Hal yang paling mengesalkan dari berbagai device android yang saya coba adalah masalah peletakan tombol, bahkan di merk terkenal, misalnya di Nexus 7 saya, posisi power dan volume up sangat dekat, dan sering sekali salah pencet. Jadi ketika memegang dan mencoba, pastikan semua posisi tombol nyaman dalam berbagai posisi. Ada satu hal yang agak mengesalkan dari Android: tombol home sering tidak responsif (dalam arti: kadang ada delay cukup lama sampai layar beralih ke home screen). Jika tombol home berupa tombol fisik, maka kita bisa merasakan “klik” dan yakin bahwa tombolnya sudah kita tekan, tapi jika tombolnya non fisik (seperti IQ9.1A atau Nexus) kadang hal itu membuat frustasi. Sekarang saya mengerti kenapa sebagian besar Android Samsung memakai tombol home fisik yang bisa diklik (selain meniru Apple, ternyata ada alasan teknisnya juga).

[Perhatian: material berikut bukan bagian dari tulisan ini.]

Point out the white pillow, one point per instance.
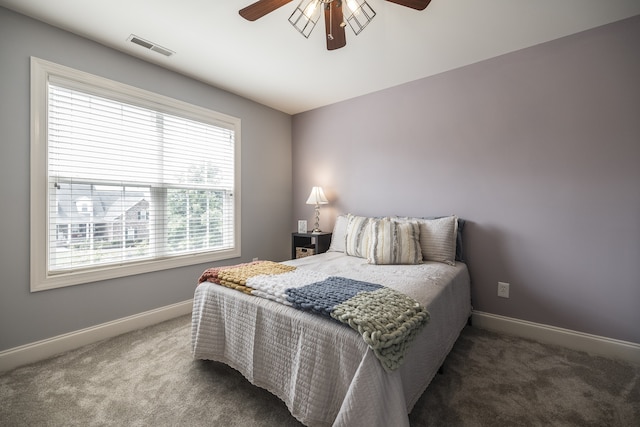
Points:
(438, 239)
(357, 236)
(338, 236)
(394, 242)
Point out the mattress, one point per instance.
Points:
(323, 370)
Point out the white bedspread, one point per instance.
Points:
(324, 371)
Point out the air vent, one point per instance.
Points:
(151, 46)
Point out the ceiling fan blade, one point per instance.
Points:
(261, 8)
(413, 4)
(333, 25)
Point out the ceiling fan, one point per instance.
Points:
(304, 18)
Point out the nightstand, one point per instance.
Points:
(305, 244)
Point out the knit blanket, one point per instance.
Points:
(387, 320)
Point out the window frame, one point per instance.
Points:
(40, 278)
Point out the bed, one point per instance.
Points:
(323, 370)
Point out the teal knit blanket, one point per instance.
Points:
(387, 320)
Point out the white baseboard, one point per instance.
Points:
(40, 350)
(574, 340)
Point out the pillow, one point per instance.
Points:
(338, 236)
(393, 242)
(438, 239)
(459, 253)
(357, 236)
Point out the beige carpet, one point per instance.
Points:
(148, 378)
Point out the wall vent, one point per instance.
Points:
(149, 45)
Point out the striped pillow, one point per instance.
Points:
(394, 242)
(357, 236)
(438, 239)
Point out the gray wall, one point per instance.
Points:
(266, 185)
(539, 149)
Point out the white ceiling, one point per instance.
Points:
(270, 62)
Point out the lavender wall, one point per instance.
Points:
(539, 149)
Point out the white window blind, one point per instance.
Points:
(129, 183)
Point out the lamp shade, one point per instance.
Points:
(317, 197)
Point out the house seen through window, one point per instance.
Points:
(132, 179)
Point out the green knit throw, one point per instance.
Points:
(388, 321)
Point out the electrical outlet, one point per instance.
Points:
(503, 289)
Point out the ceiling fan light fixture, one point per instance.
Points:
(306, 15)
(360, 14)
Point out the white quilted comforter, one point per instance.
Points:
(322, 370)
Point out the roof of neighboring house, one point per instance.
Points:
(103, 205)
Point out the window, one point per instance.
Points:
(124, 181)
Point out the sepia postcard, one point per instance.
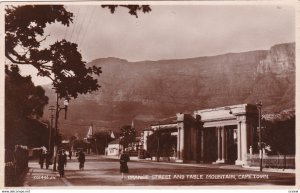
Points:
(149, 94)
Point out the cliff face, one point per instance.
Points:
(280, 60)
(148, 90)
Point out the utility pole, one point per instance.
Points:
(51, 108)
(58, 109)
(157, 135)
(259, 105)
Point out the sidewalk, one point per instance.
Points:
(206, 165)
(42, 177)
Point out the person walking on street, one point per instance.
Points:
(124, 158)
(42, 158)
(48, 159)
(64, 157)
(61, 164)
(81, 160)
(70, 154)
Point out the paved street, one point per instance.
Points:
(101, 171)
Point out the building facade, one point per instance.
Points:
(219, 135)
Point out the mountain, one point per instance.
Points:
(146, 91)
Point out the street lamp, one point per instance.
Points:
(58, 109)
(259, 105)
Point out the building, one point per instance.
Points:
(219, 135)
(114, 148)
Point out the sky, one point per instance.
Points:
(174, 31)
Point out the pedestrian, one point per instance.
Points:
(42, 159)
(70, 154)
(64, 157)
(61, 164)
(48, 159)
(81, 160)
(124, 158)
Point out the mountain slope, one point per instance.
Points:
(148, 90)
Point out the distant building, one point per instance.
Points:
(219, 135)
(114, 148)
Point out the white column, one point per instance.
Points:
(238, 161)
(219, 144)
(178, 144)
(244, 142)
(223, 143)
(182, 143)
(202, 145)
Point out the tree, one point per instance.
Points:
(101, 141)
(23, 102)
(127, 135)
(61, 61)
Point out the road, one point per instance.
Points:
(101, 171)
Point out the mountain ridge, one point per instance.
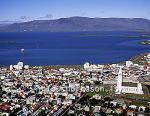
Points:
(80, 24)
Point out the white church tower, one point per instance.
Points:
(119, 81)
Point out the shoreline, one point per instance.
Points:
(134, 59)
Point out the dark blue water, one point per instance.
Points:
(55, 48)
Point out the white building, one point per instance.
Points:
(126, 87)
(129, 63)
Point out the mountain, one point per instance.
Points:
(81, 24)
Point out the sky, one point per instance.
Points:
(54, 9)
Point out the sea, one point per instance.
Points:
(70, 48)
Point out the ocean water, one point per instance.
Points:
(69, 48)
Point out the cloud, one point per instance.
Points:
(47, 16)
(25, 18)
(83, 14)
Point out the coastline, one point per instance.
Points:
(135, 59)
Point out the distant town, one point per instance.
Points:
(120, 89)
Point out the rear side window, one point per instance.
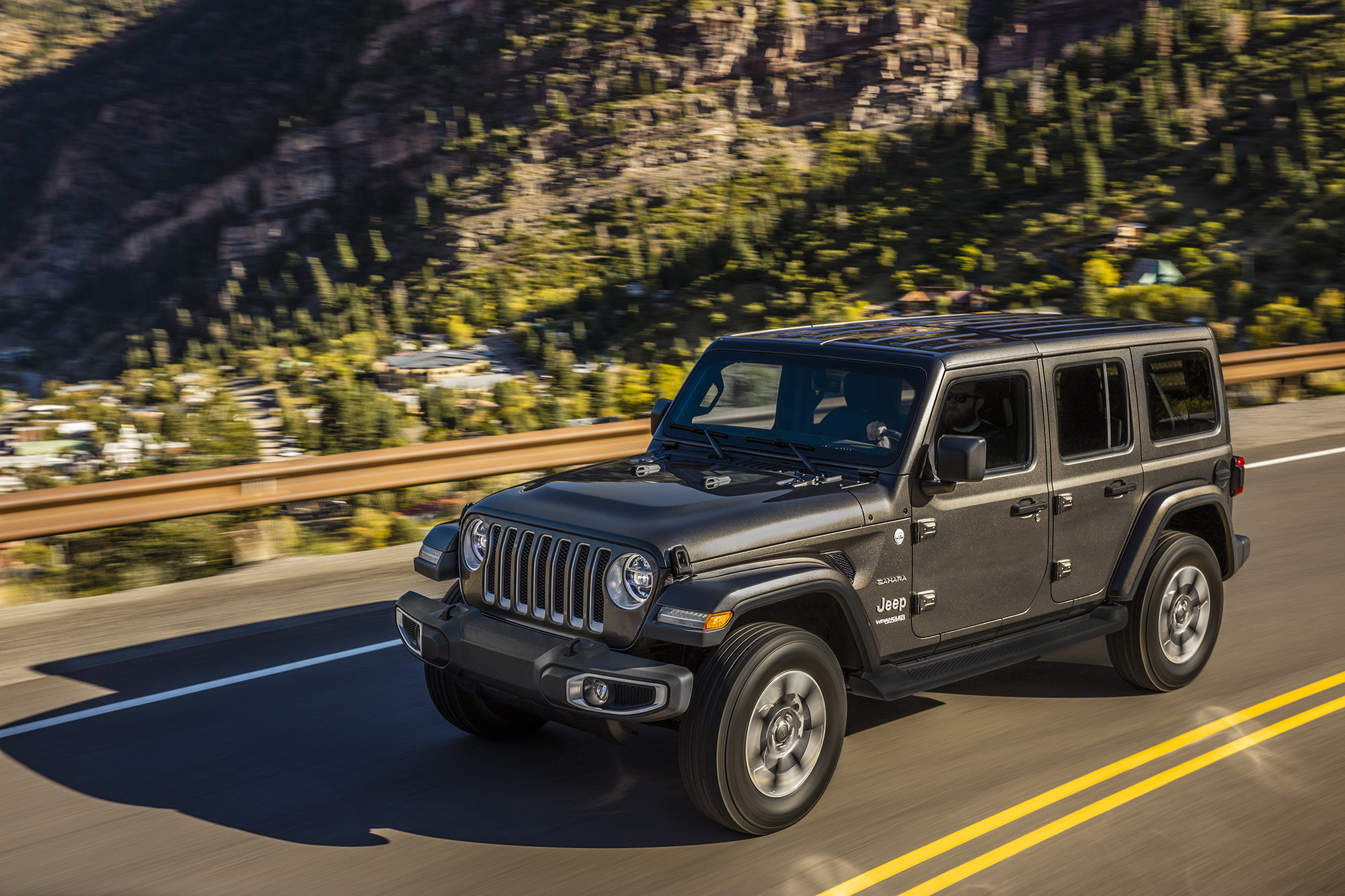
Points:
(1182, 395)
(1091, 409)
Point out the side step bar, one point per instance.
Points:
(896, 681)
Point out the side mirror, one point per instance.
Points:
(661, 408)
(961, 458)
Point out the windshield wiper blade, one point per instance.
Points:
(783, 443)
(703, 431)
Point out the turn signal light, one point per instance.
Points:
(718, 620)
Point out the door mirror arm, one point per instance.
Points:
(954, 459)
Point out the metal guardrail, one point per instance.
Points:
(1276, 364)
(52, 512)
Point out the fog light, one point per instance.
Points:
(597, 692)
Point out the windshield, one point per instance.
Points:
(833, 409)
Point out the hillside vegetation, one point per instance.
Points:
(633, 179)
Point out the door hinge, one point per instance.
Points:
(922, 602)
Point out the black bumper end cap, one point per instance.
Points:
(1242, 551)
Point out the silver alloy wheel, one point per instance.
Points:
(785, 733)
(1184, 614)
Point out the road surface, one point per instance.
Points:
(340, 776)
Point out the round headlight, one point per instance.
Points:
(475, 544)
(630, 580)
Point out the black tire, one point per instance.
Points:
(754, 663)
(477, 715)
(1155, 650)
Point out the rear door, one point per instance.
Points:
(1097, 473)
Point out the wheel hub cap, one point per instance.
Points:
(785, 733)
(1184, 614)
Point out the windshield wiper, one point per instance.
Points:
(703, 431)
(783, 443)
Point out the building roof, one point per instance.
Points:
(432, 360)
(978, 338)
(1152, 271)
(50, 447)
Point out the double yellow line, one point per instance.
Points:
(1093, 810)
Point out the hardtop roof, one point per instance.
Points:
(976, 338)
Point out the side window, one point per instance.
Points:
(1180, 395)
(996, 408)
(1091, 411)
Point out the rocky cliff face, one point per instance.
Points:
(1044, 30)
(217, 139)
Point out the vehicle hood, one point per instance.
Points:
(680, 503)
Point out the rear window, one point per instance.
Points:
(1182, 395)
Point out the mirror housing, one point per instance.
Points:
(438, 557)
(961, 458)
(661, 408)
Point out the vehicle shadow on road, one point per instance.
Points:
(352, 754)
(1046, 678)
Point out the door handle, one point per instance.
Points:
(1027, 507)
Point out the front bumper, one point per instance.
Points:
(540, 671)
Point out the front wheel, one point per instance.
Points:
(765, 731)
(1175, 620)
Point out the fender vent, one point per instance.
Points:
(841, 563)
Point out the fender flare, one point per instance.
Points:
(761, 585)
(1157, 510)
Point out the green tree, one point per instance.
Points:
(1282, 322)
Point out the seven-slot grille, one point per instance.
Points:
(547, 576)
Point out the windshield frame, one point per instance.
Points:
(755, 442)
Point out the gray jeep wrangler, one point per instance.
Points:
(868, 509)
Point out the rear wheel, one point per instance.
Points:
(477, 715)
(1175, 619)
(765, 731)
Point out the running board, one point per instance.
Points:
(896, 681)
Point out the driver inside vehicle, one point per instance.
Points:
(962, 412)
(871, 411)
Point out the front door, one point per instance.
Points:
(981, 551)
(1096, 466)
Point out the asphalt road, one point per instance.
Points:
(340, 778)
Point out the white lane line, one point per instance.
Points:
(356, 651)
(1285, 460)
(193, 689)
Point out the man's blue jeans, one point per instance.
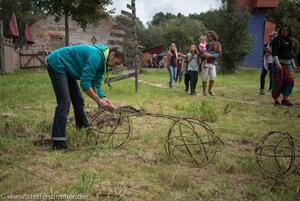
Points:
(66, 90)
(172, 74)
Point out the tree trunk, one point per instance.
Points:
(67, 38)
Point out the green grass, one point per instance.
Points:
(141, 170)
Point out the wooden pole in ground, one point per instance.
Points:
(2, 68)
(136, 63)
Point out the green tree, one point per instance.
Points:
(287, 12)
(179, 29)
(82, 11)
(25, 11)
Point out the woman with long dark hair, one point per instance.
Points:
(283, 75)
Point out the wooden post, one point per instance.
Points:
(136, 63)
(2, 67)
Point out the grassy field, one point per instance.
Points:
(141, 170)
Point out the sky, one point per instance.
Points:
(146, 9)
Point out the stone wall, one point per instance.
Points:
(50, 34)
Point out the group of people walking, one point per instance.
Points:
(279, 62)
(202, 58)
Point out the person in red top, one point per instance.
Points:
(171, 63)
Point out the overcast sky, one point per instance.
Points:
(146, 9)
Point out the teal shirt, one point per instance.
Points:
(82, 62)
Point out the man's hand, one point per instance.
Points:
(104, 103)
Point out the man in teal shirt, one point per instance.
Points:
(88, 64)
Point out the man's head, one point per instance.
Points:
(116, 57)
(212, 36)
(173, 47)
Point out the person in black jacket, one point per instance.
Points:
(283, 75)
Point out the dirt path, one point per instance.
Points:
(217, 97)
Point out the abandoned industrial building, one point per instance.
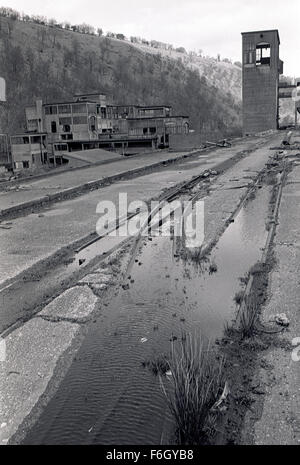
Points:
(88, 122)
(261, 86)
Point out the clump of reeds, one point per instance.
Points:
(248, 317)
(213, 268)
(158, 365)
(196, 376)
(238, 298)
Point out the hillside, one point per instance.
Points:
(53, 63)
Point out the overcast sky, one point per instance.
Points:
(211, 25)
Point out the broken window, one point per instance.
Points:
(92, 123)
(103, 113)
(66, 128)
(51, 110)
(249, 54)
(263, 54)
(64, 108)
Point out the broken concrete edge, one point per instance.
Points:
(88, 164)
(79, 190)
(244, 357)
(190, 151)
(33, 334)
(52, 320)
(43, 374)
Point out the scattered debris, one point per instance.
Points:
(213, 268)
(281, 319)
(219, 404)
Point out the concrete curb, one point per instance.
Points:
(81, 189)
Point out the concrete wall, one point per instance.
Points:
(260, 85)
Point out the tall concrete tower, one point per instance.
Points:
(261, 70)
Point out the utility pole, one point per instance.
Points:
(2, 103)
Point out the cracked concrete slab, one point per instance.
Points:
(279, 423)
(97, 278)
(76, 303)
(32, 353)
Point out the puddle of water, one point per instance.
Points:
(107, 397)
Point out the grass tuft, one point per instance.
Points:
(249, 316)
(196, 385)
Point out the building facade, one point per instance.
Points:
(261, 70)
(89, 122)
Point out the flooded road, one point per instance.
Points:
(108, 396)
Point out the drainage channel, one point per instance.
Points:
(107, 395)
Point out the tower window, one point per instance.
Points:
(249, 55)
(263, 54)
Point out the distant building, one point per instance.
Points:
(29, 151)
(88, 122)
(261, 70)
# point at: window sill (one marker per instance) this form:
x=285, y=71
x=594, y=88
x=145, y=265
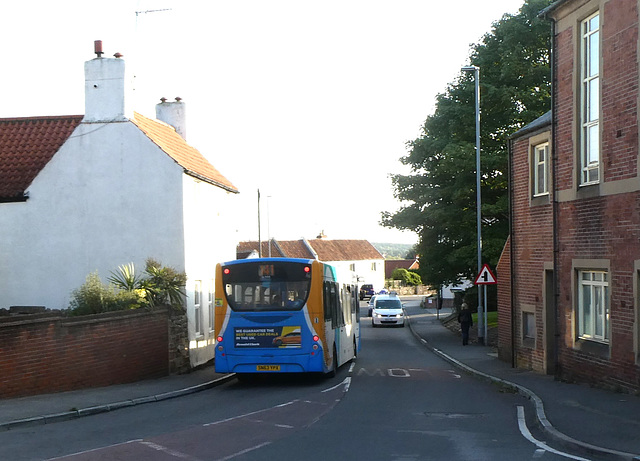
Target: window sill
x=589, y=190
x=529, y=343
x=539, y=200
x=593, y=347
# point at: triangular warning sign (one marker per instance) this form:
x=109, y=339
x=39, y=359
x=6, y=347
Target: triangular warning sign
x=485, y=277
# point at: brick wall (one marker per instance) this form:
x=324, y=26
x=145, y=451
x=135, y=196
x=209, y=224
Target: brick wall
x=600, y=224
x=503, y=274
x=531, y=250
x=50, y=353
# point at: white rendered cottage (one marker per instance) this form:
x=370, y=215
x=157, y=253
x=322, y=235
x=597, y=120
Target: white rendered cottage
x=93, y=192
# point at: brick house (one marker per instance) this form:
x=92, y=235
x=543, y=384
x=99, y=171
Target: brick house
x=574, y=249
x=91, y=192
x=358, y=256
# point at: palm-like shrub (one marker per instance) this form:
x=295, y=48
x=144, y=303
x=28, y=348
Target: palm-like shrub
x=126, y=290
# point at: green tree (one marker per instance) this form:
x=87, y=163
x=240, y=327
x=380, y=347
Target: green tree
x=440, y=191
x=409, y=278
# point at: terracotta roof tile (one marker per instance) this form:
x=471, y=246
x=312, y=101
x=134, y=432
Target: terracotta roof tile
x=327, y=250
x=26, y=146
x=344, y=250
x=176, y=147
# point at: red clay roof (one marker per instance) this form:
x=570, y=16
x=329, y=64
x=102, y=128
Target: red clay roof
x=26, y=146
x=344, y=250
x=176, y=147
x=327, y=250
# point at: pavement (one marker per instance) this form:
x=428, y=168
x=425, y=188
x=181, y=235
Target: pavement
x=590, y=421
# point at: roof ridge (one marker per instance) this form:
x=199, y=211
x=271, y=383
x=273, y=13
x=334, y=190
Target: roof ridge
x=175, y=146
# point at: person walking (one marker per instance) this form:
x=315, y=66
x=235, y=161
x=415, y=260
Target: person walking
x=466, y=322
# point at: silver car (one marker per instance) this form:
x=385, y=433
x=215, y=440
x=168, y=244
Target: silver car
x=387, y=310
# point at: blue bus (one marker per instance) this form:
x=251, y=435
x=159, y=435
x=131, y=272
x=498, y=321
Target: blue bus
x=283, y=315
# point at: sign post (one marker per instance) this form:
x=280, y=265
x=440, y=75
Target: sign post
x=484, y=278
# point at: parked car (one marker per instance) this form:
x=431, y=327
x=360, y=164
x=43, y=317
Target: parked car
x=371, y=301
x=387, y=310
x=366, y=291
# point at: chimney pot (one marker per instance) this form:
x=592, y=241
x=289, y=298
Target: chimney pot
x=97, y=46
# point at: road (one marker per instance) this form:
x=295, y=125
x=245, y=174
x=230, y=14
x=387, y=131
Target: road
x=397, y=401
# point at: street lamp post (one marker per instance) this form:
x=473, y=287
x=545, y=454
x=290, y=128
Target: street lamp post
x=481, y=319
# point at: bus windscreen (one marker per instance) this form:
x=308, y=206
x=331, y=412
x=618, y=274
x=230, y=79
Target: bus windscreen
x=267, y=286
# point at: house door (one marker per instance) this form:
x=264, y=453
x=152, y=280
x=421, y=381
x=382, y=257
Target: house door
x=549, y=324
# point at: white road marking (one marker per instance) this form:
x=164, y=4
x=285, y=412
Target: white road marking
x=168, y=451
x=242, y=452
x=346, y=383
x=524, y=430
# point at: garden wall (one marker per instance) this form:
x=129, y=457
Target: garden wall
x=45, y=353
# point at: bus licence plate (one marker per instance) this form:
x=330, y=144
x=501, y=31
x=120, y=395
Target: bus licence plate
x=268, y=368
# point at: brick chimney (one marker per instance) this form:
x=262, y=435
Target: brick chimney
x=106, y=89
x=174, y=114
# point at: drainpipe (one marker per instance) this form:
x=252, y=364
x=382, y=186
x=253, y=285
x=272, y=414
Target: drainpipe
x=511, y=257
x=554, y=161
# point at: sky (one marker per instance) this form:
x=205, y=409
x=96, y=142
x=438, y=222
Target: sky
x=310, y=102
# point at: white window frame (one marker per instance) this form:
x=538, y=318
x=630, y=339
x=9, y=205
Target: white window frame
x=528, y=325
x=197, y=305
x=541, y=169
x=211, y=311
x=593, y=305
x=590, y=101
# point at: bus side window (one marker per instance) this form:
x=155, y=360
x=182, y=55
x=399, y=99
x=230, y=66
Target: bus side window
x=326, y=301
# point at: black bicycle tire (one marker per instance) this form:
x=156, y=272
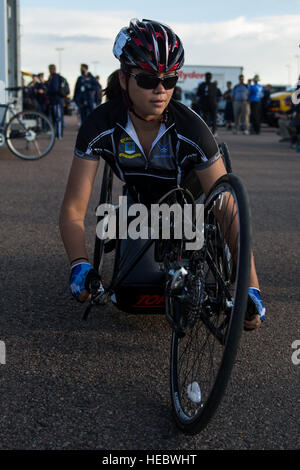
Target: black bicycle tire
x=18, y=154
x=105, y=197
x=194, y=426
x=226, y=156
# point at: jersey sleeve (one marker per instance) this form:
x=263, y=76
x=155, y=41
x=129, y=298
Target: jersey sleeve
x=209, y=151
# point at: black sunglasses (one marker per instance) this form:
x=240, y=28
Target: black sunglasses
x=150, y=82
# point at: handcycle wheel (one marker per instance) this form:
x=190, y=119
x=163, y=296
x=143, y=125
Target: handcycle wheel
x=30, y=135
x=104, y=249
x=202, y=358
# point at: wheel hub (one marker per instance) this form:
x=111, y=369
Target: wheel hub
x=30, y=135
x=2, y=139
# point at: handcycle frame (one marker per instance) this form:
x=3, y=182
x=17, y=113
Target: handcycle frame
x=219, y=299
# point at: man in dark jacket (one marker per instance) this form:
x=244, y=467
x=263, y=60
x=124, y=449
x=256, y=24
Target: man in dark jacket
x=56, y=100
x=85, y=91
x=207, y=94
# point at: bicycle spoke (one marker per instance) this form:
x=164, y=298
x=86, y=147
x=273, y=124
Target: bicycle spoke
x=200, y=358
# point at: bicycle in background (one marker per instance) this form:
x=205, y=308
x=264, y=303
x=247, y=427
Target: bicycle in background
x=28, y=134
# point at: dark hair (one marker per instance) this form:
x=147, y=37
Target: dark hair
x=113, y=89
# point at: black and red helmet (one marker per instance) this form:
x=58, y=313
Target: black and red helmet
x=149, y=45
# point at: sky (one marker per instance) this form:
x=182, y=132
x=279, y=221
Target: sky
x=262, y=36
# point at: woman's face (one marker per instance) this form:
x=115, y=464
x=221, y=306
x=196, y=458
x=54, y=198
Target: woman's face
x=147, y=103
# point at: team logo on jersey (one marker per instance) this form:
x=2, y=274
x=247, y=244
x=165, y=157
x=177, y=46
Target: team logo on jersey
x=163, y=148
x=130, y=150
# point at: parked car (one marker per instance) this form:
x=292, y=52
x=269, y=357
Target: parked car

Mengenai display: saya sempat tergoda dengan layar full HD (1920×1080), tapi ternyata banyak yang complain bahwa dengan layar full HD kinerja menjadi lambat dan boros batere, sedangkan bagi sebagian orang layar HD sebenarnya sudah cukup. Ada beberapa ukuran layar untuk resolusi yang sama (dari 4 inch sampai 7 inch) jadi pixel density-nya berbeda (ppi). Sebagai perbandingn: Ukuran layar iPhone 5/5S adalah 4 inch, 1136×640 pixel (326 PPI). Nilai PPI yang tidak jauh dari itu sudah sangat bagus.
Teknologi touch yang dipakai saat ini sudah cukup standar (capacitive touch dengan 10 point), dan hampir semua Android murah sudah memakai ini (kecuali yang sangat murah, ada yang hanya bisa 2 point). Sebagian Android murah sudah memakai Gorilla glass yang scratch resistant, tapi jika tidak yakin, tetaplah memakai screen guard. Sekarang ini saya sedang mencoba memesan scren guard yang lebih baik dari AliExpress (yang sekarang ini mudah sekali kotor).
Setuju! Aksesori apalagi screenguard kadang susah dicari, pun kalau nemu yang ukurannya sama peletakan kamera dllnya bikin penggunaan screenguard jadi ga maksimal.